Facebook has been busy dealing with security issues over the past week, taking down the Russian firm  SocialDataHub’s accounts over alleged data scraping, as well as a series of accounts that were said to be focused on entertainment but were instead tied to military personnel in Myanmar.

These were the latest in a series of problems that have surfaced at Facebook over the past few years, the big one being the Cambridge Analytica data scandal surrounding the 2016 presidential election. 

All these may suggest the social media giant is “not as in control of its business as it needs to be,” Brian Wieser, an analyst at Pivotal Research Group, said in a note sent out to clients on Wednesday.

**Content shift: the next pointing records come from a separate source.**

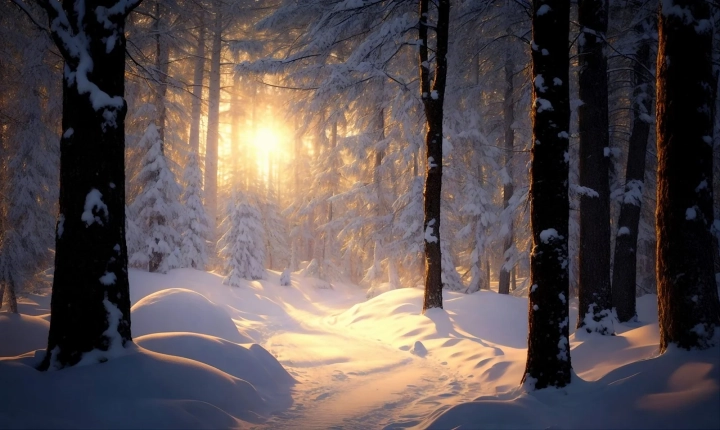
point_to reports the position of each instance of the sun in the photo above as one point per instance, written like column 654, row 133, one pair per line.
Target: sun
column 267, row 141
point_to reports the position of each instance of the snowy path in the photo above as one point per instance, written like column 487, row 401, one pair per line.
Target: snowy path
column 351, row 381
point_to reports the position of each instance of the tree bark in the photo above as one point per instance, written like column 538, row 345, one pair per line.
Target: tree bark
column 548, row 359
column 689, row 312
column 508, row 119
column 213, row 131
column 594, row 254
column 196, row 104
column 625, row 258
column 90, row 304
column 433, row 98
column 12, row 297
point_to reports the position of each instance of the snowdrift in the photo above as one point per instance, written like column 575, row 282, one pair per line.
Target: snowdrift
column 190, row 366
column 297, row 356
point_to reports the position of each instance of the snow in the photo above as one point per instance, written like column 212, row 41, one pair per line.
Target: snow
column 543, row 9
column 94, row 206
column 543, row 105
column 429, row 236
column 584, row 191
column 548, row 234
column 281, row 357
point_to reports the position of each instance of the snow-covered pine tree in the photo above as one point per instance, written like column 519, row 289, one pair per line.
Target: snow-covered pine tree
column 276, row 235
column 156, row 208
column 194, row 221
column 243, row 244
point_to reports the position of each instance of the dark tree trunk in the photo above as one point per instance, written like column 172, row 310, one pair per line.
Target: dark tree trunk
column 433, row 97
column 548, row 360
column 213, row 130
column 689, row 312
column 594, row 254
column 625, row 258
column 90, row 304
column 12, row 297
column 196, row 104
column 162, row 57
column 508, row 119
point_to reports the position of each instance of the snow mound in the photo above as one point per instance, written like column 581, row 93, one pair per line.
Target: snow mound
column 182, row 310
column 253, row 364
column 141, row 389
column 21, row 333
column 679, row 389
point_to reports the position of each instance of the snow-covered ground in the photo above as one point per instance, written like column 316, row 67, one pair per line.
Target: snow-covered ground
column 319, row 355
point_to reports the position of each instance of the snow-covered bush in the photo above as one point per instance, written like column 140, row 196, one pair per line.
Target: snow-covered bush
column 156, row 208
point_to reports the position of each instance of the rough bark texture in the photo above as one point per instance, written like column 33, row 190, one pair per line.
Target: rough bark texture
column 625, row 258
column 548, row 360
column 433, row 97
column 196, row 104
column 90, row 304
column 162, row 56
column 594, row 294
column 689, row 312
column 213, row 132
column 508, row 119
column 12, row 297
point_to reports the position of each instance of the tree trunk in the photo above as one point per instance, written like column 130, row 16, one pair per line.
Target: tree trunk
column 196, row 104
column 689, row 312
column 213, row 131
column 508, row 119
column 625, row 258
column 433, row 98
column 594, row 254
column 12, row 297
column 548, row 360
column 90, row 304
column 162, row 56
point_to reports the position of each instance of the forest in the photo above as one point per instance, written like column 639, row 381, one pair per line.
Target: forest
column 359, row 213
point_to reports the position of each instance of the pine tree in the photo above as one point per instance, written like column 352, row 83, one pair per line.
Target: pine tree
column 628, row 228
column 548, row 359
column 193, row 250
column 594, row 288
column 433, row 96
column 243, row 244
column 689, row 311
column 156, row 208
column 90, row 305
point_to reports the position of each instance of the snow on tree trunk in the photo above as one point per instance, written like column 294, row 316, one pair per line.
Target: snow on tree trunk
column 193, row 248
column 243, row 244
column 548, row 359
column 157, row 208
column 90, row 305
column 628, row 227
column 433, row 97
column 595, row 307
column 508, row 119
column 213, row 130
column 196, row 103
column 689, row 311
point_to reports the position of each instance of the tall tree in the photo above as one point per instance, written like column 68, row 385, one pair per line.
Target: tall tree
column 548, row 360
column 689, row 311
column 508, row 119
column 90, row 304
column 433, row 96
column 213, row 130
column 595, row 308
column 625, row 257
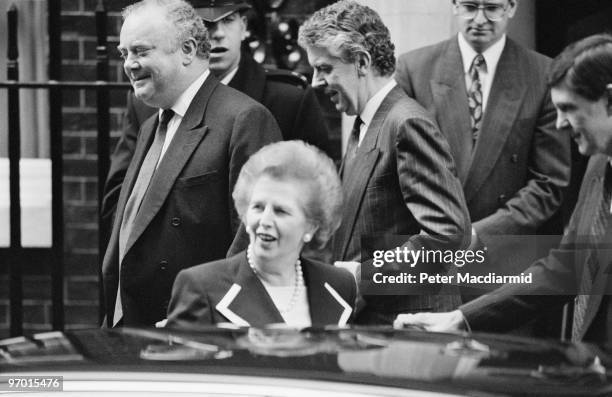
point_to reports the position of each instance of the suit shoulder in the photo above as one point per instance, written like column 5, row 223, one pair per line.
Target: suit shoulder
column 225, row 95
column 331, row 273
column 210, row 271
column 541, row 61
column 404, row 108
column 286, row 77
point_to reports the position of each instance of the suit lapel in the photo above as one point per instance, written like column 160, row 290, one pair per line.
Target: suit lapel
column 326, row 305
column 450, row 98
column 355, row 180
column 189, row 134
column 507, row 91
column 250, row 78
column 247, row 300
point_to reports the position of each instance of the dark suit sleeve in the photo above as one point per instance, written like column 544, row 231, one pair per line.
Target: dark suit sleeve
column 253, row 129
column 430, row 189
column 554, row 284
column 549, row 175
column 120, row 161
column 189, row 306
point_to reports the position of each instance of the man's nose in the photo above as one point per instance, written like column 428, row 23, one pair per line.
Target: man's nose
column 216, row 31
column 480, row 17
column 129, row 63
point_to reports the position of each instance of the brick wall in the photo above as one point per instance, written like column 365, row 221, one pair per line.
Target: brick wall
column 80, row 153
column 80, row 162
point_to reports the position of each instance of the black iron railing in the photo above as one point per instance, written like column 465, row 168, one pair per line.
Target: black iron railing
column 16, row 255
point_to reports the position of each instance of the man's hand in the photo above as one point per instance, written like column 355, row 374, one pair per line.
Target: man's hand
column 350, row 266
column 437, row 322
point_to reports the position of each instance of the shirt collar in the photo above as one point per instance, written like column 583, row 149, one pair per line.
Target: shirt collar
column 374, row 103
column 491, row 54
column 182, row 104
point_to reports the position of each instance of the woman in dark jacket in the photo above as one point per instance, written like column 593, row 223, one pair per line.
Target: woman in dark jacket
column 289, row 197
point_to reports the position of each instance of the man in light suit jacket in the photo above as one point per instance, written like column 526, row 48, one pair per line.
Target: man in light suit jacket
column 512, row 164
column 181, row 215
column 398, row 175
column 581, row 81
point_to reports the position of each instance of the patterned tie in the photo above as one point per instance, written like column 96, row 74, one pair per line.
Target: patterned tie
column 475, row 96
column 352, row 144
column 147, row 169
column 598, row 229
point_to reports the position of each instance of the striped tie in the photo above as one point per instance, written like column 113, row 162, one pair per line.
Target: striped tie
column 475, row 96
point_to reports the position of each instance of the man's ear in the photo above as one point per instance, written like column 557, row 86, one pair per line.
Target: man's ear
column 608, row 95
column 364, row 62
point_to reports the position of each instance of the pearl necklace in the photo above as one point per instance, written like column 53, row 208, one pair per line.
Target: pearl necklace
column 297, row 288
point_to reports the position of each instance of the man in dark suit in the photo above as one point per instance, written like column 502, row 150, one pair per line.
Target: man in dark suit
column 286, row 95
column 397, row 174
column 581, row 81
column 512, row 163
column 174, row 209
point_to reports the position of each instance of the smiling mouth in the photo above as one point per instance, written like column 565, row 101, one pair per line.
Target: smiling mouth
column 333, row 95
column 139, row 78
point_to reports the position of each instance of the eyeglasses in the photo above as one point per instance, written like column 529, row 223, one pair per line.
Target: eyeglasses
column 493, row 12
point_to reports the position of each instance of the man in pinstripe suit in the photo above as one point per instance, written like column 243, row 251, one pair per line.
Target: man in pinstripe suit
column 398, row 175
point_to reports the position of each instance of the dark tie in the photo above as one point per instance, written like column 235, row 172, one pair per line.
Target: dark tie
column 591, row 268
column 147, row 169
column 475, row 96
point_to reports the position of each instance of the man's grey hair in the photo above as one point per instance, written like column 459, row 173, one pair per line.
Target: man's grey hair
column 183, row 17
column 350, row 28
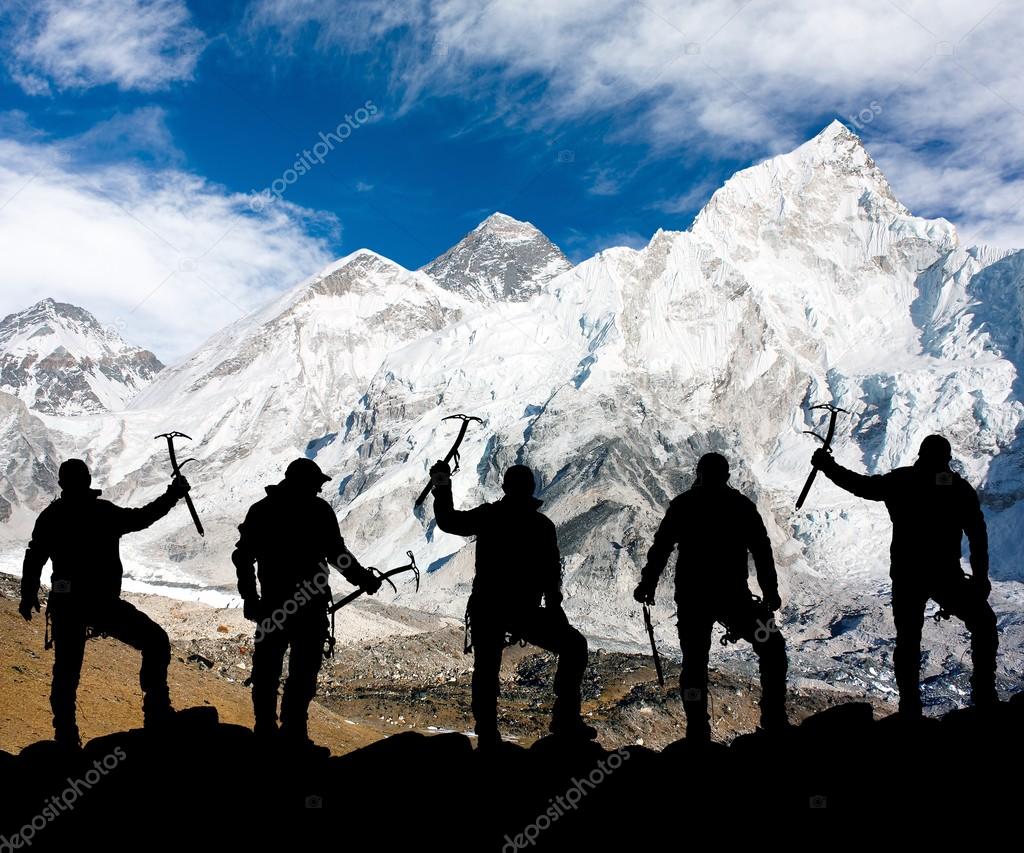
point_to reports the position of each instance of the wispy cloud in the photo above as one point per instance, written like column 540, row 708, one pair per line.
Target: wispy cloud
column 77, row 44
column 160, row 250
column 735, row 79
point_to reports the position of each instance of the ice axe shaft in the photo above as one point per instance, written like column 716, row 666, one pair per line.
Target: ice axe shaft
column 825, row 443
column 384, row 576
column 176, row 471
column 653, row 645
column 452, row 454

“The underlying problem that we see is that the company has been so focused on growth at any cost that it has failed to sufficiently invest in processes that might anticipate problems, acknowledge problems fast enough or fix problems fast enough.”

Facebook’s stock has been under pressure since July 25, when the social-media giant posted quarterly revenues that fell short of Wall Street estimates and warned investors that top-line growth rates will decline by “high single digit” percentages in the coming quarters. Shares fell more than 20% immediately after the earnings report, and are 27% down from the high set on July 25.

Wieser, a long time Facebook bear, who has a “sell” rating and $131 price target — 18% below where shares are currently trading — laid out three major risks that investors should consider when buying the stock.

1. High degree of rivalry given absence of barriers to deter new competition from emerging 

“Web publishing and related businesses are highly competitive, which is only partially mitigated through ongoing investment of billions of dollars in capital expenditures annually,” Wieser said.

“The inherently open nature of the web increases the ease with which a competitor could approach and capture a portion or all of Facebook’s consumers or fee-payers. Google and other companies will persistently nip at the heels of Facebook, looking for points of entry to capture a share of Facebook’s market opportunity.”

2. High and increasing capital needs

Wieser wrote: “The consequence of this competitive intensity is that ongoing – and potentially rising – investment levels are required. It occurs in both in a publisher’s facilities (for example, bringing data centers closer to consumers) and in consumer-facing activities (such as social networking and online video, which require significant spending on servers, storage and other networking gear) in order to secure a company’s core business.

3. Government regulations/consumer pushback related to data management

Privacy is a worldwide issue for all companies associated with the Internet to contend with,” Wieser said. “Facebook is generally in the limelight, as it has continually pushed boundaries with its approach to user information.”

He added: “Concerns were raised in large part because the system was launched without securing consent from consumers to opt-in.”